Que les prisonniers aient réussi à organiser une grève d'une telle ampleur et à obtenir l'appui de l'extérieur dans des conditions si difficiles témoigne de leur détermination et de leur refus de se soumettre. Cette qualité doit être appuyée et défendue par tous.

Le 9 septembre et durant les jours précédents, de nombreuses actions ont été organisées partout au pays en appui à la grève. De la Floride à l'État de Washington, du Texas au Massachusetts, les gens ont organisé des manifestations, des rivionnements de films, des sessions éducatives, des groupes de discussion, l'envoi de lettres aux prisonniers et bien d'autres choses. Partout, des efforts ont été faits pour bâtir des relations avec les prisonniers et veiller à ce que leurs voix soient entendues à l'extérieur des murs de prison. Il y a eu déploiement de bannières, rassemblements, affichage, des appels téléphoniques aux autorités et aux médias — le tout servant à alerter le public au fait que les prisonniers résistent, s'organisent et refusent d'être réduits au silence.


Pittsburgh, 9 septembre 2016

Les incarcérations de masse aux États-Unis sont une forme de contrôle des masses et de génocide, surtout contre les minorités nationales et les peuples autochtones, mais avec des répercussions sur toute la société. La grande majorité des prisonniers sont incarcérés pour des délits non-violents liés à la drogue. On les garde en dedans où ils sont souvent placés en isolement cellulaire parce qu'ils résistent et défendent leurs droits.

Les États-Unis se placent au deuxième rang mondial pour le taux d'incarcérations (après les Seychelles) — 698 prisonniers adultes pour 100 000 personnes. Alors que les États-Unis représentent 4,4 % de la population mondiale, ils incarcèrent 22 % des prisonniers à l'échelle mondiale et ils ont aussi le nombre absolu le plus élevé de prisonniers à l'échelle mondiale, soit 2,2 millions. Les Afro-Américains et les minorités nationales constituent la majorité des prisonniers.

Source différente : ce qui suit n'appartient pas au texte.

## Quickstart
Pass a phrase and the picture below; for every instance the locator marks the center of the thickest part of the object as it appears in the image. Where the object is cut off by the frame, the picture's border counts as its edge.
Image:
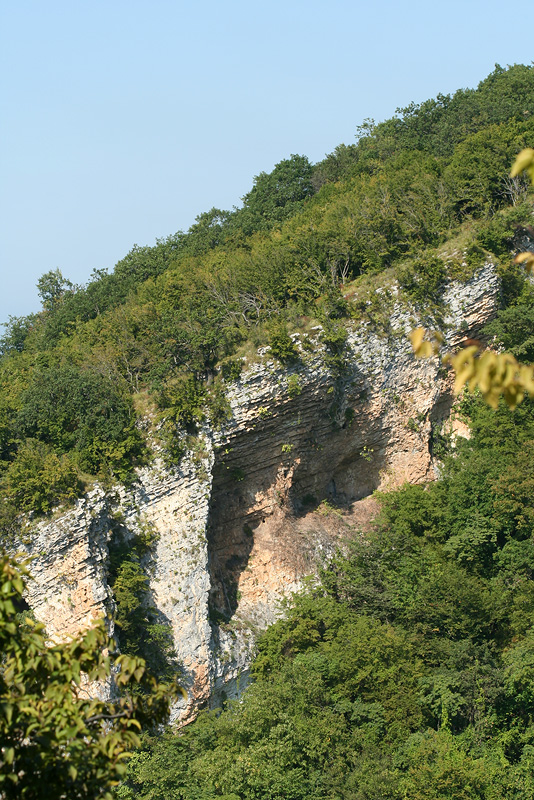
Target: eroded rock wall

Les problèmes que soulèvent les prisonniers et le taux massif d'incarcérations aux États-Unis sont en soi une condamnation du chauvinisme des cercles dirigeants qui prétendent que les États-Unis sont de grands défenseurs de droits humains. C'est aussi une condamnation du système social, politique et électoral des cercles dirigeants qui engendre des taux élevés d'incarcérations, prive le peuple de pouvoir politique et nie l'existence de ces problèmes sociaux et de combien d'autres en rabaissant le niveau de la politique à l'électoralisme le plus crasse. Il est une autre indication de la nécessité d'un profond changement prosocial que le peuple américain doit préparer et réaliser.

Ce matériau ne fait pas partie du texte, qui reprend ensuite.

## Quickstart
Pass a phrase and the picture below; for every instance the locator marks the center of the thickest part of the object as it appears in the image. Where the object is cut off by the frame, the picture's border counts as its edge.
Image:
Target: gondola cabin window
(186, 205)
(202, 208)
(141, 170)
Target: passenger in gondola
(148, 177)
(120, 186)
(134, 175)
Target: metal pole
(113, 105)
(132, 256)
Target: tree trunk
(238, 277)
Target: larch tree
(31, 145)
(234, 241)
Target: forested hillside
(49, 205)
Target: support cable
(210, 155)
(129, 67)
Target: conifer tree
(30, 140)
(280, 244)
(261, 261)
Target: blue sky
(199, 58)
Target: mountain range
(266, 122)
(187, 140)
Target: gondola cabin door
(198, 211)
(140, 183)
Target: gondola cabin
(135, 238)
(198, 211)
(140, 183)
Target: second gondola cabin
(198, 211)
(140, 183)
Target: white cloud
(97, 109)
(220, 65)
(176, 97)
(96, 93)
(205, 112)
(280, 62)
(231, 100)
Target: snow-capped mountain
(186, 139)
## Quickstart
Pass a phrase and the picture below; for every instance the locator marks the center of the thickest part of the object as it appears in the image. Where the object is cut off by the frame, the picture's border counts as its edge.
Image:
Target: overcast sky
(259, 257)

Comme le disent les prisonniers eux-mêmes :

« Les prisonniers sont forcés de travailleur pour peu ou pas de revenus. C'est de l'esclavage. Le 13e amendement de la constitution des États-Unis maintient l'exception juridique permettant la perpétuation de l'esclavage dans les prisons américaines. Selon cet amendement, ‘Ni esclavage ni servitude involontaire, si ce n'est en punition d'un crime dont le coupable aura été dûment convaincu, n'existeront aux États-Unis ni dans aucun des lieux soumis à leur juridiction.'

« Des surveillants épient nos moindres mouvements, et si le rendement de notre travail assigné ne leur est pas satisfaisant, nous sommes punis. Oui, ils ont remplacé le fouet par le poivre de cayenne, mais plusieurs des autres supplices sont toujours là : l'isolement, des positions restrictives, se mettre à nu et les fouilles corporelles, comme si nous étions des animaux. »

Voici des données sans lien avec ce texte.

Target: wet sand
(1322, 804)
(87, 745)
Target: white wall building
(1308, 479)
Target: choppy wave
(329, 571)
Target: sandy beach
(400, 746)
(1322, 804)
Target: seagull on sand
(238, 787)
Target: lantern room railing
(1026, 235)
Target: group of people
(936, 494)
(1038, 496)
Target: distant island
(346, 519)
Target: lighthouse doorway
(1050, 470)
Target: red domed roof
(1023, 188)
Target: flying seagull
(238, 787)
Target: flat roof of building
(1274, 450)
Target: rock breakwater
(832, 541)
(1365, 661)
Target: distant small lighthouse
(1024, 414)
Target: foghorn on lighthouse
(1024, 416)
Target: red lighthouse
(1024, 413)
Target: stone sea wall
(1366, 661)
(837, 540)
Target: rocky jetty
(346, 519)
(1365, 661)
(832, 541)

Par leurs actions, ils ont appelé à « mettre fin à l'esclavage en Amérique. C'est un appel direct aux esclaves mêmes. Ce ne sont pas des revendications ni des demandes que nous faisons à nos ravisseurs, mais bien un appel à nous-mêmes à passer à l'action. Nous appelons tous les prisonniers de tous les États et toutes les institutions fédérales des États-Unis à refuser d'être des esclaves, à laisser les récoltes pourrir dans les plantations, à faire la grève et à arrêter de reproduire les institutions de votre confinement.

« Cet appel est pour un arrêt de travail des prisonniers à l'échelle du pays pour mettre fin à l'esclavage dans les prisons [...]. Ils ne peuvent pas faire fonctionner ces établissements sans nous.

« Les contestations pacifiques, les arrêts de travail, les grèves de la faim et les autres refus de participer aux routines et aux exigences carcérales ont augmenté au cours des dernières années.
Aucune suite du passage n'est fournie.